MEDECIN GENERALISTE INSTALLE ET PAR LE REMPLACANT Etude qualitative réalisée à partir d’entretiens individuels en Ile de France.

RESUME

Contexte : Répondre aux demandes des patients constitue le cœur de l'exercice médical. En soi, cela ne poserait pas de problème si ces demandes ne dépassaient pas parfois les limites de l'acceptable. Objectifs : Déterminer la nature de ces demandes, les raisons qui peuvent motiver un refus, les obstacles rencontrés par les médecins installés et remplaçants à formuler le « non », les techniques auxquelles ils peuvent avoir recours ainsi que les conséquences du refus. Méthode : Une étude qualitative par entretiens semi-dirigés a été menée entre octobre et décembre 2013 auprès de 12 médecins généralistes exerçants en Île De France (6 médecins installés depuis plus de 10ans et 6 remplaçants). Une retranscription écrite intégrale et une analyse thématique de contenu ont été réalisées. Résultats : Les prescriptions médicamenteuses (principalement antibiotiques et psychotropes), les arrêts de travail ainsi que les certificats sont les demandes les plus couramment refusées. Leur caractère « indu » reposait principalement sur des critères professionnels (médicaux ou juridiques) et personnels. Le refus dans l’intérêt du patient se situe au premier plan.
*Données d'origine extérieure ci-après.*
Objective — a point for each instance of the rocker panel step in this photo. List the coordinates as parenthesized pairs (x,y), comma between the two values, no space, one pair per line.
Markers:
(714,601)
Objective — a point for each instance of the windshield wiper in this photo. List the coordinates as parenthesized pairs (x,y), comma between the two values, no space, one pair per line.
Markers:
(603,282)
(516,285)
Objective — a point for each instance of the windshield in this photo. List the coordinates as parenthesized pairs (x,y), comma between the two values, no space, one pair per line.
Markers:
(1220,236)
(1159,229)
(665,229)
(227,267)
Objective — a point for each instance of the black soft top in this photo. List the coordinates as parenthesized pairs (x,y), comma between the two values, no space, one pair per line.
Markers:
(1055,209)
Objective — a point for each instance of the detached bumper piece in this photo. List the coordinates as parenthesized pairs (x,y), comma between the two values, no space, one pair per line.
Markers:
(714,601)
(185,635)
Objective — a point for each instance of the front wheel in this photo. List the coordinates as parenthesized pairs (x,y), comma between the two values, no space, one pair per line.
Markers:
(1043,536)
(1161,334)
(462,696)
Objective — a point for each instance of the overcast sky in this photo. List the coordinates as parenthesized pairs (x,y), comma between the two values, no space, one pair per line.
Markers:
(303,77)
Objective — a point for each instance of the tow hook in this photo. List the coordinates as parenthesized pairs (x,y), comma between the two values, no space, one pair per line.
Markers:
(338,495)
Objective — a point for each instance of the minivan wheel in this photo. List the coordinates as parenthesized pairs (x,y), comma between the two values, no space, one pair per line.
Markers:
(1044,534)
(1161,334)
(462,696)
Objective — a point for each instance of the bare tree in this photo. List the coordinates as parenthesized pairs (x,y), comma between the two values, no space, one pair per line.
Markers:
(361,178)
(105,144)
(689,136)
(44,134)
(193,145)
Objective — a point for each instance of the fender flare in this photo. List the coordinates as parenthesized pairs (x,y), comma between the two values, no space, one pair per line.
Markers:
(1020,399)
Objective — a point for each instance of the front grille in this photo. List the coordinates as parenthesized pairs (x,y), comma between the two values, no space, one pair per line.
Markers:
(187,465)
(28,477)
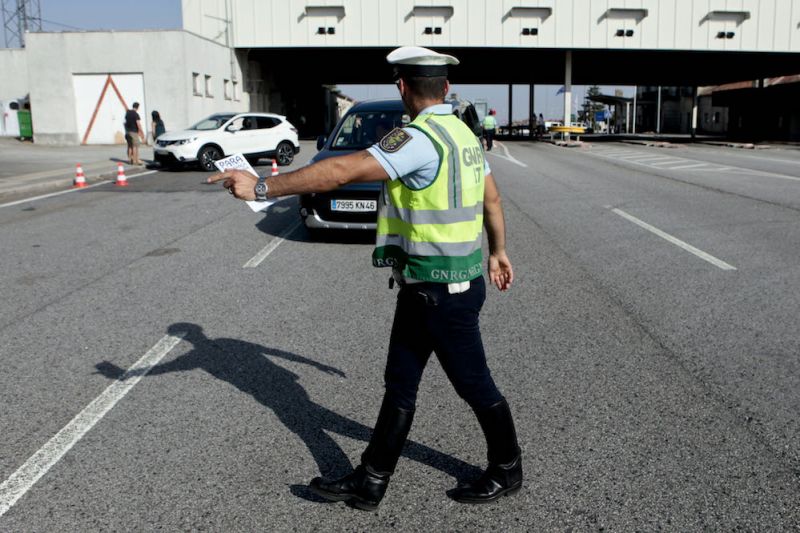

L’expérience du médecin, la crainte de tromperie, le désir de ne pas revoir le patient et un patient peu ou pas connu, semblent orienter nettement la décision vers le refus. A contrario, l’empathie, les difficultés de compréhension du « non » et les patients agressifs semblent être des obstacles au refus. Chez les remplaçants, désinvestissement et irrégularité du suivi des patients semblent orienter vers le refus, alors que l’absence de consensus et la crainte de retentissement pour le remplacé seraient un obstacle. La totalité des médecins ont déclaré qu’une bonne explication rend le refus acceptable. La plupart ont recours à un compromis après une négociation. Le conflit et la perte du patient sont les conséquences les plus notables. Certains médecins ont évoqué un renforcement de la relation sur le long terme. Conclusion : Le « non » constitue une véritable protection autant sur le plan professionnel que personnel. Mais il ne suffit pas de savoir dire « non » devant une demande jugée injustifiée mais surtout de savoir y répondre. Dans une profession où l’interaction et le dialogue sont fondamentaux, avec des enjeux aussi importants que le soulagement de la souffrance et le bien-être de chacun, il serait justifié de donner plus d’importance à l’enseignement de la communication.

MOTS CLEFS

Médecine générale, Relations médecin-patient, Recherche qualitative, Médecins-remplacement.